The salmon-colored Presidio County Courthouse is similar to Alfred Giles’s design for the (now demolished) El Paso County Courthouse, built the same year. Britton, who was Giles’s contractor for the El Paso courthouse, was awarded the design as well as the construction contract for Presidio’s courthouse. Giles, who also solicited for the job, was commissioned to design the adjacent county jail (1886) at 340 Highland as an apparent consolation.
The three-story brick and stone courthouse (covered in stucco in 1929 and painted a salmon color similar to the original brick color in 2001) is an Italianate design composed of three vertical sections, each topped by a pediment and tied together by stringcourses.
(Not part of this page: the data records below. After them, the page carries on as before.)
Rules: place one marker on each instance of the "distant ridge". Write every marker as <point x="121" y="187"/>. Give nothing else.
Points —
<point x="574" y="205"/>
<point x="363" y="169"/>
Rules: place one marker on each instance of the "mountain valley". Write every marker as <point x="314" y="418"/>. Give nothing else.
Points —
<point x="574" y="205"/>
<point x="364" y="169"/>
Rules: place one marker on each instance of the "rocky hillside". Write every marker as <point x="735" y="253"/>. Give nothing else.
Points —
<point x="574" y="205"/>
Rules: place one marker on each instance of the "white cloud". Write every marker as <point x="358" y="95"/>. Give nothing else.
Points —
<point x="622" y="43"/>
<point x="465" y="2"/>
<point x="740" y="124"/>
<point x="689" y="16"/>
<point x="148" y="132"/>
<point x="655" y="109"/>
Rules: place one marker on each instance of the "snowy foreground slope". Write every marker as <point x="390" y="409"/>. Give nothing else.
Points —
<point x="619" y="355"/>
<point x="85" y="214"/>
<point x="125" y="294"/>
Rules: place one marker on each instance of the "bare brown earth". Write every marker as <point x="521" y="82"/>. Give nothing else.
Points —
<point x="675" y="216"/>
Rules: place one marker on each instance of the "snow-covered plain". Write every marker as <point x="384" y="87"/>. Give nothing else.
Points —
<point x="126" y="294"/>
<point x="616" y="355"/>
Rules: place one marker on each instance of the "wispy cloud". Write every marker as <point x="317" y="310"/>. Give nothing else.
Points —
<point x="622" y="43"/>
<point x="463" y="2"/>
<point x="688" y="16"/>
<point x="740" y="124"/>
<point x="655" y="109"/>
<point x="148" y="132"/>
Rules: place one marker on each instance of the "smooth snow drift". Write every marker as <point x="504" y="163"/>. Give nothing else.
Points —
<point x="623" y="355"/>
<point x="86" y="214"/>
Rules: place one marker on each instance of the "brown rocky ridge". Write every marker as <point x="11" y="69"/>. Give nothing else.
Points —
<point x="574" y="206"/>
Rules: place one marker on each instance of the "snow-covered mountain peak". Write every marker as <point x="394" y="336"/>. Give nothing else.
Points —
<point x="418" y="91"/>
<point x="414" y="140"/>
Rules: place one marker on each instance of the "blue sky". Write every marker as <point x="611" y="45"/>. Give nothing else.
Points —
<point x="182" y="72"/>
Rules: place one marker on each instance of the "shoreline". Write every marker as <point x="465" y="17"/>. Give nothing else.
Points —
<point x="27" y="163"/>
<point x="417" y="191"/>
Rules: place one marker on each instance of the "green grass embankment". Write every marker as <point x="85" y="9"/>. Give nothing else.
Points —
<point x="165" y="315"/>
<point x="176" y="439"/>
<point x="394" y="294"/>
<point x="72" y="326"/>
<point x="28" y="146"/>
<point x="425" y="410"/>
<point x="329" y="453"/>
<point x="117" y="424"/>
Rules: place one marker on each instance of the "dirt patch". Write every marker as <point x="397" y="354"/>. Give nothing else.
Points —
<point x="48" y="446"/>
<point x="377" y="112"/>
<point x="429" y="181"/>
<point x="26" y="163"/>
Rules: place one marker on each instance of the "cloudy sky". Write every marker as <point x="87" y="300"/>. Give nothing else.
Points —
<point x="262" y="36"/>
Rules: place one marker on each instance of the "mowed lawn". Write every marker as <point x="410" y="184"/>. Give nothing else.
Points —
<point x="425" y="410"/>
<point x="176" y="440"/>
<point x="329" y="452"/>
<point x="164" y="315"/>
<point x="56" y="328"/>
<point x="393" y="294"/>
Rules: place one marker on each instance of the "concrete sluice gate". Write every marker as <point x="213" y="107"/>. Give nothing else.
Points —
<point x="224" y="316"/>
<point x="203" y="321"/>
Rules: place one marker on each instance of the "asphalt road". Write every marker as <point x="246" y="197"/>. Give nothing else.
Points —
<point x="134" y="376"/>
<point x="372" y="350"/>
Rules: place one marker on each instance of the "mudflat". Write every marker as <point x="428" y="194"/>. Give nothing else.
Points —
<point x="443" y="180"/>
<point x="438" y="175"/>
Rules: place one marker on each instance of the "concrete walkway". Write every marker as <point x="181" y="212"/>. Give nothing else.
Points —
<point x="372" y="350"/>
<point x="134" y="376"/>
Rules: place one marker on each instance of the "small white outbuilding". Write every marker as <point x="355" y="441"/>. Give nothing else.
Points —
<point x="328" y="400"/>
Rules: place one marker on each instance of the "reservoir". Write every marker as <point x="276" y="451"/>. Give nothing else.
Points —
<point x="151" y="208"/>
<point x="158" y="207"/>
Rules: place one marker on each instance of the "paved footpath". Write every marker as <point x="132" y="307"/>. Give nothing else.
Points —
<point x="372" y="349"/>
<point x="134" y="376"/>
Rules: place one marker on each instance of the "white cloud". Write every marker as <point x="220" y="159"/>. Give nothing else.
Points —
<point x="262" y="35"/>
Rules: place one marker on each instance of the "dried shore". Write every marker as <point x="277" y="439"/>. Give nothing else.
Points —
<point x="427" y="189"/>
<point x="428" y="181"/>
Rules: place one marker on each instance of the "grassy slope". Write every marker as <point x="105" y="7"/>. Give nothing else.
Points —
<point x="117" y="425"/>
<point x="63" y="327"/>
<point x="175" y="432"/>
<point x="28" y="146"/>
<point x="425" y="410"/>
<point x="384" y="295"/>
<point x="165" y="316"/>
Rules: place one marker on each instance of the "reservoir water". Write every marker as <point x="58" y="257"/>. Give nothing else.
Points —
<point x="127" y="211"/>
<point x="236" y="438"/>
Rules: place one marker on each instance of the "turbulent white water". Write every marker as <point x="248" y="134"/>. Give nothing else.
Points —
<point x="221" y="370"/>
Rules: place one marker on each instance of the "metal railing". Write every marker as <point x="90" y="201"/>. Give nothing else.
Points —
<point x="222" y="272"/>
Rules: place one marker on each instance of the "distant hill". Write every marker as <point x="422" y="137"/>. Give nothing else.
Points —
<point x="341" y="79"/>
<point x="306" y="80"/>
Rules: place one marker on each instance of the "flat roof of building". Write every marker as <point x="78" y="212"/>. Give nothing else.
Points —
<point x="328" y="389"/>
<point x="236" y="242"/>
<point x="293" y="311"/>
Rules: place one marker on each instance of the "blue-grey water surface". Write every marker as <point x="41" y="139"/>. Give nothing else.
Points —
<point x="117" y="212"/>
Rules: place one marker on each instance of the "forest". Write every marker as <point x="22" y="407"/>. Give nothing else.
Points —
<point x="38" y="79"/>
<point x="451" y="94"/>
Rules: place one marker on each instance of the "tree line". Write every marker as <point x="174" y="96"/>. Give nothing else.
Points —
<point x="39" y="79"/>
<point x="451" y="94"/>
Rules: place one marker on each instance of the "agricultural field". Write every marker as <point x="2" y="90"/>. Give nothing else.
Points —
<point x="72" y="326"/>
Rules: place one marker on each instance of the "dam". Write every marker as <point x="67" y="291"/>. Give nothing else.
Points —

Anchoring the building’s corners are Second Empire pavilions with tall mansard roofs with large dormer windows and cast-iron cresting. Cornices, pediments, mansards, and the segmental dome surmounted by a statue of Justice dome are all metal fabrications, common at the time to reduce weight and ensure structural longevity, while simulating stone. The courthouse was rehabilitated in 2002 with funding from the Texas Historic Courthouse Preservation Program.
The two-story jail, to the east, housed prisoners until 1985. It has a recessed entrance loggia with ornate cast-iron columns, buff stucco walls, a white-painted crenellated cornice, and pyramidal corner projections that echo the roof outlines of the courthouse’s corners.